В тех случаях, когда определяется выбор, напрасное ожидание, отказ, воображение, разгоряченное страданием, так проворно делают свое дело, благодаря им только что зародившаяся бесформенная любовь, которой столько еще оставаться бы в виде наброска к картине, растет с такой. сумасшедшей скоростью, что временами интеллект, не угнавшийся за сердцем, в изумлении восклицает: «Ты – безумец. Какие еще новые мысли причиняют тебе такую острую боль? Все это – мир нереальный». И в самом деле: если вам снова изменили, то здоровых развлечений, которые бы успокоили вашу сердечную болезнь, достаточно для того, чтобы убить любовь. Если бы моя жизнь с Альбертиной, в сущности, не была бы мне необходима, все равно она стала бы для меня неизбежной. Когда я любил герцогиню Германтскую, я трепетал от страха: я говорил себе, что с ее неодолимыми средствами соблазна – соблазна не только красоты, но и положения в свете, богатства, она может позволить себе отдаваться множеству мужчин, а у меня будет над ней слишком ничтожная власть. Альбертина была бедна, безвестна, у нее должно было быть желание выйти за меня замуж. И, однако, я не смог владеть ею безраздельно. Каково бы ни было наше социальное положение, каковы бы ни были доводы благоразумия, господствовать над другим человеком нам не дано.
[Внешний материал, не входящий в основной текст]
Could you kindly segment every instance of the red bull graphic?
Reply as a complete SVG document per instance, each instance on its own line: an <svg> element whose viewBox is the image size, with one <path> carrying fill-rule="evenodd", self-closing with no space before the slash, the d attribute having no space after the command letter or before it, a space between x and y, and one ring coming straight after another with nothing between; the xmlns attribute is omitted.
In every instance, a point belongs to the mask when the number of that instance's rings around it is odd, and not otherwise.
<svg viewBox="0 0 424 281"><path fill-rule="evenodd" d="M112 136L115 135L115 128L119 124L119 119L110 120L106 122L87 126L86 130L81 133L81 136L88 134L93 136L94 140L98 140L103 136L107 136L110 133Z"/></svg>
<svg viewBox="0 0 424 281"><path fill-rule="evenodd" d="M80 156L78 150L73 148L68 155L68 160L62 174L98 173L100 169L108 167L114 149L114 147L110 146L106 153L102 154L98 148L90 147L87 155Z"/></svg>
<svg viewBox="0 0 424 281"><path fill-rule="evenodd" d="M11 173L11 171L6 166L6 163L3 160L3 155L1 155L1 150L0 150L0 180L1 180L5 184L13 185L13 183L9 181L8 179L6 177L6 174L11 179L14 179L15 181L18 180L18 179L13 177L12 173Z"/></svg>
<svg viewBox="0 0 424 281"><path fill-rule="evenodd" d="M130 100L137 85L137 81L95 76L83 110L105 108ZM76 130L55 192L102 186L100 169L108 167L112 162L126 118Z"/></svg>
Почему она не сказала прямо: «Мне это нравится»? Я бы уступил, я разрешил бы ей удовлетворять свои желания. В каком-то романе выведена женщина, которая, как ни молил любивший ее мужчина, не говорила с ним. Мне казалось, что это нелепо. Я бы заставил женщину заговорить, а потом мы нашли бы общий язык. К чему бесполезные страдания? Теперь я видел, что мы не властны выдумывать их, и напрасно мы воображаем, что знаем силу нашей воли, другие ей не подчиняются.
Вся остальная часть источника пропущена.